Foundation item: Projects(U1334205, U1134203) supported by the National Natural Science Foundation of China; Project(132014) supported by the Fok Ying Tong Education Foundation, China; Projects(2014T001-A, 2015T002-A, 2015J007-N) supported by China Railways Corporation

Received date: 2015-05-26; Accepted date: 2015-11-15

Corresponding author: LIU Tang-hong, PhD, Associate Professor; Tel: +86-731-82655294; E mail: lthjd@163.com

Abstract: This work used the computational fluid dynamics method combined with full-scale train tests to analyze the train aerodynamic performance on special slope topography. Results show that with the increment in the slope gradient, the aerodynamic forces and moment increase sharply. Compared with the flat ground condition, the lateral force, lift force, and overturning moment of the train on the first line increase by 153.2%, 53.4% and 124.7%, respectively, under the slope gradient of 20°. However, with the increment of the windward side’s depth, the windbreak effect is improved obviously.

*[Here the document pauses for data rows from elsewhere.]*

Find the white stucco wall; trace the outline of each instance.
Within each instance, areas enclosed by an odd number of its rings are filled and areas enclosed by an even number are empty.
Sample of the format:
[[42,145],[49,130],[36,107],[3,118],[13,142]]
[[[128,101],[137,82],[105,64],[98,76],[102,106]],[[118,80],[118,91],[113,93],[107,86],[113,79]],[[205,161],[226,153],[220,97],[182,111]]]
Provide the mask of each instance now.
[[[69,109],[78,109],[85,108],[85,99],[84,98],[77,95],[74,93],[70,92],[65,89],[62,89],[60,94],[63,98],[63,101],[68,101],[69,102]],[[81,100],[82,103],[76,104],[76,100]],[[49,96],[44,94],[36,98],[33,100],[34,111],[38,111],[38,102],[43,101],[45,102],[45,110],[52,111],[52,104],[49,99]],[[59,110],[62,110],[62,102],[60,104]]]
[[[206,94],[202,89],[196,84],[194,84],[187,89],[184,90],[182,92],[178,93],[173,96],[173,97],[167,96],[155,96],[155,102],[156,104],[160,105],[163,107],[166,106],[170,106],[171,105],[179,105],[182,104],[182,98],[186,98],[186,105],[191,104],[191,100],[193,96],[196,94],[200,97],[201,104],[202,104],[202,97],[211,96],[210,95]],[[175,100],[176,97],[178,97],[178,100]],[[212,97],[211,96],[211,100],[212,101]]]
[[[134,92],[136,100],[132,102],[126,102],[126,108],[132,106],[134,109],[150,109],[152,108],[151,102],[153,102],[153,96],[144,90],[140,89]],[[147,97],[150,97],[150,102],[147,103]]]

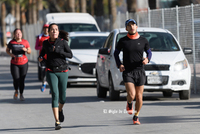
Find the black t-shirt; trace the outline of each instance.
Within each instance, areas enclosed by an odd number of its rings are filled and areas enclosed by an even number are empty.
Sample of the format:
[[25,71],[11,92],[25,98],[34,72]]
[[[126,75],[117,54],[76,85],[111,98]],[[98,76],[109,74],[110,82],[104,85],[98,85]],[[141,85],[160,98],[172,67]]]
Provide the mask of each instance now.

When the depth is equal to 10 m, compared with the 0 m, the lateral force, lift force and overturning moment of the train on the first line decrease by 70.9%, 77.0% and 70.6%, respectively. Through analyzing the influence of slope parameters on the aerodynamic performance of the train, the relationships among them are established. All these will provide a basic reference for enhancing train aerodynamic performances under different slope conditions and achieve reasonable train speeds for the operation safety in different wind environments.